Some might call me a bit of an oversharer, but its one of those things that is very normal in the blogging world. Probably not everyone wants to know how you’re feeling, what you’re wearing, what you’re eating, or various other things bloggers write about, but it’s what we do: we journal about all those things and more for the world to read and experience with us, if they like.
Writing this blog has always been extremely therapeutic for me. I write what I do so I can connect with others that are going through the same things as me; it creates a sense of community and let’s me know that I’m not alone. I crave that human-to-human connection, especially when I spend so much time alone living this rural life that I love so much.
Talk About Your Struggles
If I wouldn’t have confided in a good friend about struggling with Braden’s sleep when he was 4 months old and feeling hopeless, she never told me there was a solution to my sleep deprivation. I never would have learned about sleep training and shared how it was so successful and truly saved my sanity at that time. This is why I have shared extensively about our success with it, so that others will know that they don’t have to suffer if sleep is as important to their mental health as it is to mine.
If I wouldn’t have opened up about how much I love this life on the farm, but that I really started to feel the stresses of the struggles I was having as a farm wife, I wouldn’t have connected with so many farm and ranch wives (and wives-to-be and girlfriends of farmers) that were feeling the exact same things as me.
I have shared about my father’s alcoholism and how it ruined his life and our relationship when he was living it. I shared the tragic story of his death. I shared how years and years later I couldn’t understand why it was getting harder and how I came to realize that I finally needed to address my ongoing issues by starting therapy. Then I shared how confiding in a friend opened me up to the idea that taking an anti-depressant might be the right choice for me after all.
I have really felt so much comfort in knowing that I’m not alone in my struggles and I can tell that by me sharing so openly, others want to not feel alone too.
There is Still a Stigma About Mental Health
I will be the first to tell you that I never thought that I would be taking an anti-depressant every day. I didn’t think I was “that bad” or that it would work for me. I know it sounds hypocritical, because as a nurse and someone who is very open to seeking help for mental health, I am not against medications at all—I just never thought it would be for me. I never thought I actually had legitimate, “diagnosable” anxiety until I went to therapy for the first time and realized that it could manifest it different ways. For me, it was rage. It was anger that I couldn’t control at times. I knew it was wrong and I didn’t want to feel this way, but I didn’t think taking a pill every day would help or that it would work for me. But boy, has it ever helped me.
I have received countless emails, private messages and comments on any post I have shared where I open up about my mental health journey with anxiety. I do not ever, for one second, feel that I am walking this part of my life alone. You are experiencing it too.

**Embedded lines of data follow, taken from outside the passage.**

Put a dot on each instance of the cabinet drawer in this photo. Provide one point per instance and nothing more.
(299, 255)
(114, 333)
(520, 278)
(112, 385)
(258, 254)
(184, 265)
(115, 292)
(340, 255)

You are reading my posts and the captions with the pictures I share and you know you aren’t alone. You have finally felt confident enough to address your own issues, problems and struggles. You finally picked up the phone and made an appointment to start therapy, or to get into see your family doctor to talk about your symptoms and your options. You realize that you are normal, but others are struggling like you are, and that there is hope and you can get better. There are lots of tools in the toolbox, you just have to know which ones will work best for you.
Please just know that you are not alone. There is nothing more “wrong” with you than there is anything “wrong” with anyone suffering from a physical disease. Don’t let your mental health issues build up inside you like a pressure cooker, it doesn’t have to be this way.